Phoenix skyline at duskIn 2012, over 30% of all Phoenix home sales were foreclosures. The number is 34% to be exact, and according to real estate information service RealtyTrac, this is a 26% drop from the previous year.

According to a recent report, close to 65,000 Arizona homes sold last year while they were in some stage of the foreclosure process. With an average sales price of $142,000, these homes were sold at a 23% discount from regularly priced homes. In addition to foreclosures, another 19% of homes sold were short sales. These are situations where a home owner’s bank agrees to accept less than what they owe on the mortgage.

The numbers are a vast improvement over 2011, and have many experts agreeing that Arizona’s housing recovery is finally underway. After years of record foreclosures, mortgage delinquencies finally have dropped to levels that are commensurate with the rest of the country. In fact, Arizona marked the biggest decline in loan delinquencies in the country last year. According to TransUnion, a credit reporting agency, Arizona’s rate is now slightly less than the national average. Florida now tops the nation, followed by Nevada, New Jersey, and Maryland.

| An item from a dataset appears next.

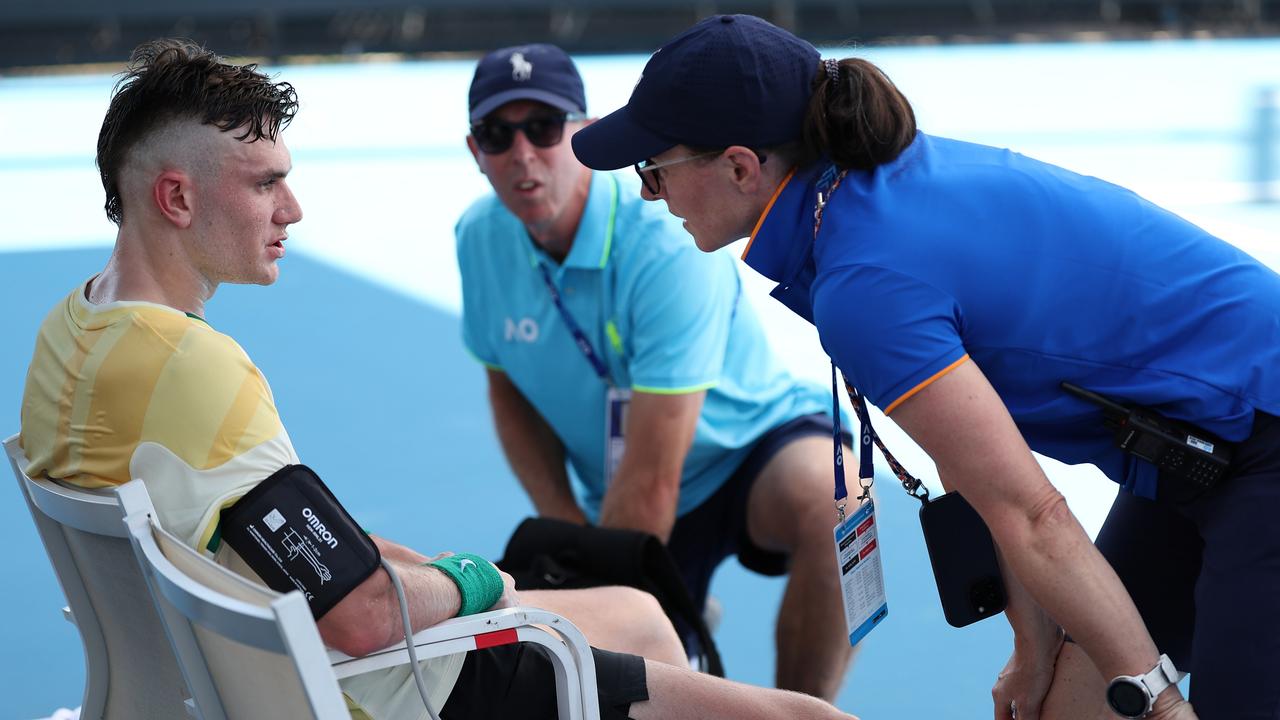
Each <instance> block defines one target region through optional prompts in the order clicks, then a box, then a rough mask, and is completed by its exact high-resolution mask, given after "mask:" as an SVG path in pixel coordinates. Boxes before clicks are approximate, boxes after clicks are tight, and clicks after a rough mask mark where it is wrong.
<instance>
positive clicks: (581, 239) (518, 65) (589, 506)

Tim Martin, group vice president for U.S. housing in TransUnion’s financial-services unit, said, “The national mortgage-delinquency rate experienced its largest yearly decline since the conclusion of the recession, though we still remain far above normal levels.”

The report states that delinquent Arizona mortgages that were 60 days or more past due dropped to 5.18% in the fourth quarter of 2012 from 7.5% the previous year. Across the country, past-due mortgages decreased from 5.41% to 5.19% respectively.

Martin adds, “The declines in the mortgage-delinquency rate will likely be muted for the foreseeable future as the foreclosure process in some states can take more than 1,000 days.”